The horse in question was a fine steed that Allen had ridden into town that very morning. The youth sprang into the saddle and, understanding that haste and cautiousness were the two things most desired of him, trotted the animal easily out of the town and then put the spurs to him along the road to Manchester. He spared neither the horse nor himself until he reached the latter place and had left the steed in the keeping of a loyal man to be returned at the first opportunity to Colonel Allen. Of course, all the men in this section of the Grants had been warned of the proposed expedition against the fortresses on Champlain; it was those who dwelt deeper in the wilderness to whom young Enoch Harding had been sent.
He knew what was expected of him. And he knew, too, how most of the Grants people would receive the news. Colonel Allen was beloved by them as were few leaders. This Connecticut giant who had given up his desire for a college education and a life among books because duty called him to the work of supporting his family, who had been by turn a farmer, an iron forger, had tried mining and other toilsome industries, but who nearly always worked with a book in his hand or beside him where he could read and study–this man with his free, jovial air and utterly reckless courage, was become as one of the heroes of old to the people of Vermont. The men on his side of the controversy in which Allen had taken such a deep interest, loved him devotedly; those who espoused the New York cause hated him quite as dearly, for they feared him.

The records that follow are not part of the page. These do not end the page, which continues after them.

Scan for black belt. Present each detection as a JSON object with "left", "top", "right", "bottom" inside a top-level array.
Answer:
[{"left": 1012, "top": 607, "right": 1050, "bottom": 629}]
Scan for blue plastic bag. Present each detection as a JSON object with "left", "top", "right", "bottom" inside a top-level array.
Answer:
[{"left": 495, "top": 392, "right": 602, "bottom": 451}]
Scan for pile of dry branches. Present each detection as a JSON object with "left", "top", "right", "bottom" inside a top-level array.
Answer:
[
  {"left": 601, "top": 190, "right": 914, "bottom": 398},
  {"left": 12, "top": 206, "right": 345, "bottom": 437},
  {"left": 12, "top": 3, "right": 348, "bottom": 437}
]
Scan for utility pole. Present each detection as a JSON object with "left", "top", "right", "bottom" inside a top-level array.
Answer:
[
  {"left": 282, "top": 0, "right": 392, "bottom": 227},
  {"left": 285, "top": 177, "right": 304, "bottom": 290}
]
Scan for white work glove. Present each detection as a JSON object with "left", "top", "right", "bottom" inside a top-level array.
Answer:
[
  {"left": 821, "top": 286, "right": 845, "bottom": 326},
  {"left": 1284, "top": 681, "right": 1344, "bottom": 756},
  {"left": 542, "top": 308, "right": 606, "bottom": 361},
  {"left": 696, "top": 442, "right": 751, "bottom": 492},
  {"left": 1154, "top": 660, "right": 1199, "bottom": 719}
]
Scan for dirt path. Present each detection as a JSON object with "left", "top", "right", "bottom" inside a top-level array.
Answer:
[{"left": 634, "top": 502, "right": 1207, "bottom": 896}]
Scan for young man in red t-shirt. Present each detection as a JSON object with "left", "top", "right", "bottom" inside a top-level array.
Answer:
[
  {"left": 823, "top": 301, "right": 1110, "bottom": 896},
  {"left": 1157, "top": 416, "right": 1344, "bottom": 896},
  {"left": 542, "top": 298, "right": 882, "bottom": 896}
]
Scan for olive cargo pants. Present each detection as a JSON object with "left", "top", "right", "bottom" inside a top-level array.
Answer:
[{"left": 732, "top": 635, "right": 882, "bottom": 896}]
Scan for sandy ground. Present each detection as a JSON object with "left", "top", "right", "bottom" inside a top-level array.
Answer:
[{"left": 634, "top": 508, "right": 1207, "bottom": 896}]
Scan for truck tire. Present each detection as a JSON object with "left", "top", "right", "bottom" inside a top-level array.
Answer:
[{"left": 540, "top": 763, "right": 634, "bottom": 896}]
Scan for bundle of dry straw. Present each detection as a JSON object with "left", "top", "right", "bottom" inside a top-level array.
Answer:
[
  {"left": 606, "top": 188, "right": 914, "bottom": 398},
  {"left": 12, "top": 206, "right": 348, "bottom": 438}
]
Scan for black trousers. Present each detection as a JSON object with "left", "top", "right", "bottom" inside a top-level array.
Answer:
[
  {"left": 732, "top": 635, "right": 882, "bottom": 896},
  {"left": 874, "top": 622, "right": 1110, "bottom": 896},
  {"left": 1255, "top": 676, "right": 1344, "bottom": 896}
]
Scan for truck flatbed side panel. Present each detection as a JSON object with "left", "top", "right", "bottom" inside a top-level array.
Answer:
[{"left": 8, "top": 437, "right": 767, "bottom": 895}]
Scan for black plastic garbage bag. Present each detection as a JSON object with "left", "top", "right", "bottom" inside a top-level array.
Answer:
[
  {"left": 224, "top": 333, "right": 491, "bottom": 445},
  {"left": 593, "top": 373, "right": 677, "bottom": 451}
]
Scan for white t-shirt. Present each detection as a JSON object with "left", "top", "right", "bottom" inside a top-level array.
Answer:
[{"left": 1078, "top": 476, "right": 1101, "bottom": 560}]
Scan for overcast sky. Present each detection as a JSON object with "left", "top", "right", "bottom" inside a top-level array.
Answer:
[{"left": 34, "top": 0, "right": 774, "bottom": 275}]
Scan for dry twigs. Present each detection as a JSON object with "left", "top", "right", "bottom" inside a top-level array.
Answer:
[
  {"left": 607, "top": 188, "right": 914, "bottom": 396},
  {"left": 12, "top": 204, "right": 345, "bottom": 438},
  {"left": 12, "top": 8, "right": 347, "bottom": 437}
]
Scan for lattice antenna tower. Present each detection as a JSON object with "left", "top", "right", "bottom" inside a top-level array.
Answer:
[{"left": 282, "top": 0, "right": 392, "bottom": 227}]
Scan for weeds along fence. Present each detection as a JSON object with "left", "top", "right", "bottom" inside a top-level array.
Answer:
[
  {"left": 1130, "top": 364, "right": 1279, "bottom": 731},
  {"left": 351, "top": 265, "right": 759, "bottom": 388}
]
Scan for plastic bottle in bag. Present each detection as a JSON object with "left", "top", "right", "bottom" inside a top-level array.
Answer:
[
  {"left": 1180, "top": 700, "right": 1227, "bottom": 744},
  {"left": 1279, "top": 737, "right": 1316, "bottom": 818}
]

So when Enoch set out from Manchester to go from farmstead to farmstead and from clearing to clearing, he was not in much doubt as to whom he should send to Castleton and whom he should pass by without speaking to regarding the proposed expedition. There would be no doubtful settlers. The line between Tories and Whigs was drawn too sharply; and every Whig stood by Ethan Allen.
Enoch had learned something of the paths and runways of this part of the Grants. It had been near here that Lot Breckenridge and himself, with Crow Wing, had spent a winter trapping. Lot had now gone, so he had heard, to Boston as he said he should if fighting began. He had gone to help Israel Putnam and the other New England leaders pen the British into the city and aid in that series of maneuvres which finally drove the red-coats into their ships. As for himself, Enoch was only eager to be one of those who should storm the walls of Ticonderoga, and glad as he was to have been singled out for this present duty, he was determined to husband his strength so as to get back to Castleton before the army gathering there should move against the British fortifications.
He walked rapidly; more often he ran. In the pouch at his belt he carried parched corn, like an Indian on the warpath. Occasionally at a clearing, where some hardy borderer was scratching a living from the half-cleared soil, he would stop long enough to eat. But usually he halted only to give the good man of the house the message from Ethan Allen and, as he passed on and entered the forest on the further side he looked back to see the settler, his gun on his shoulder, bidding his family good-bye preparatory to setting out for the rendezvous appointed for the American troops.
But nature revolts when a certain point of exhaustion is reached. Refusing to remain the night at one kindly settler’s home, Enoch finally found himself in the forest a goodly distance from any other house. The path could be followed quite easily, the woods being open; but he was footsore and thoroughly wearied. He shrank from lying down beside the trail, however, for more reasons than one. On several occasions that afternoon he had heard of the presence of another traveler in the vicinity, and the identity of this man he could not learn. The settlers who had mentioned him, however, declared they believed him to be a New York agent, or a spy from the British across the lake, who was going through the region to discover just how the people felt regarding the rising trouble between the Colonials and the mother country. Such, at least, had been the trend of his conversation with the loyal Americans to whom he had been unwise enough to speak.